The plaintiffs Advest Group, Inc. had brought an action against Arthur Andersen, LLP, an accounting firm, in pertinent part, for unfair and deceptive trade practices under CUTPA.Advest Group, Inc. v. Arthur Andersen, LLP, supra, 22 Conn. L. Rptr. 521. The plaintiffs maintained that the defendant engaged in unfair and deceptive trade practices by concealing an "egregious conflict of interest" while providing accounting services to the plaintiffs, for "knowingly and recklessly disregarding [the] precarious financial condition [of the business] and failing to disclose that condition to the plaintiffs." Id., 522. The defendant moved to strike the CUTPA claim, arguing that claims of professional negligence do not support a cause of action under CUTPA.

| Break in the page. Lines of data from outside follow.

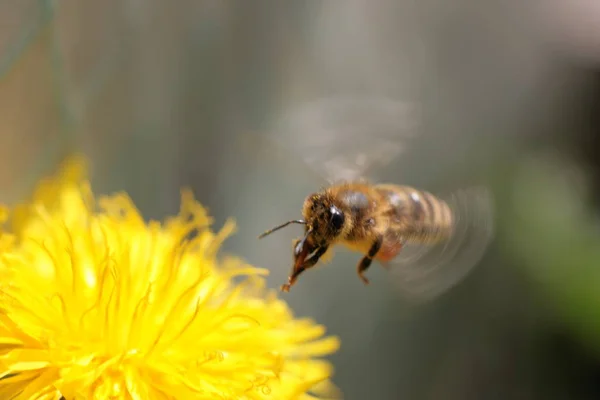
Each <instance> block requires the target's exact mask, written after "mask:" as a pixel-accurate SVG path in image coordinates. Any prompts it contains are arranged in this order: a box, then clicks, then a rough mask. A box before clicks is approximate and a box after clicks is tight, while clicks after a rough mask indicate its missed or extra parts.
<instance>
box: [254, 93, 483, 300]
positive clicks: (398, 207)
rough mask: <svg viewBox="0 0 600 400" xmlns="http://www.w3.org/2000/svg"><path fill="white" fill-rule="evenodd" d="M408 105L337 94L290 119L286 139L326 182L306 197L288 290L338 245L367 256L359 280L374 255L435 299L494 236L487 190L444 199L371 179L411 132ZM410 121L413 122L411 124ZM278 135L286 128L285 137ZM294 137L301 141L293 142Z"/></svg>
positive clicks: (467, 272)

The court first determined that the rule in Haynes applied to claims of professional negligence against an accounting firm. The court reasoned that accounting services are more similar to the practice of law and medicine than other commercial endeavors because "[l]ike attorneys and health care providers, accountants are extensively regulated by a state agency other than the Department of Consumer Protection." Id., 525. The court then granted the defendant's motion to strike, concluding that the plaintiffs failed to allege any violation of the commercial or entrepreneurial aspects of the defendant's accounting practice.
Because Advest and Haynes apply to the present CUTPA claim, Nacca must allege some violation of the commercial or entrepreneurial aspects of the defendants' accounting profession to survive the defendants' motion to strike.
The revised complaint does not articulate generally nor with any degree of particularity what conduct of which defendant is allegedly fraudulent. Nor does the revised complaint set out what allegedly wrongful conduct of which defendant is inextricably associated with the entrepreneurial or commercial aspect of the accounting profession. Particularity is the sine qua non of avoiding the motion to strike filed in this case. See S.M.S. Textile Mills, Inc. v. Brown Jacobson, supra.
For the foregoing reasons, the above motion to strike is granted.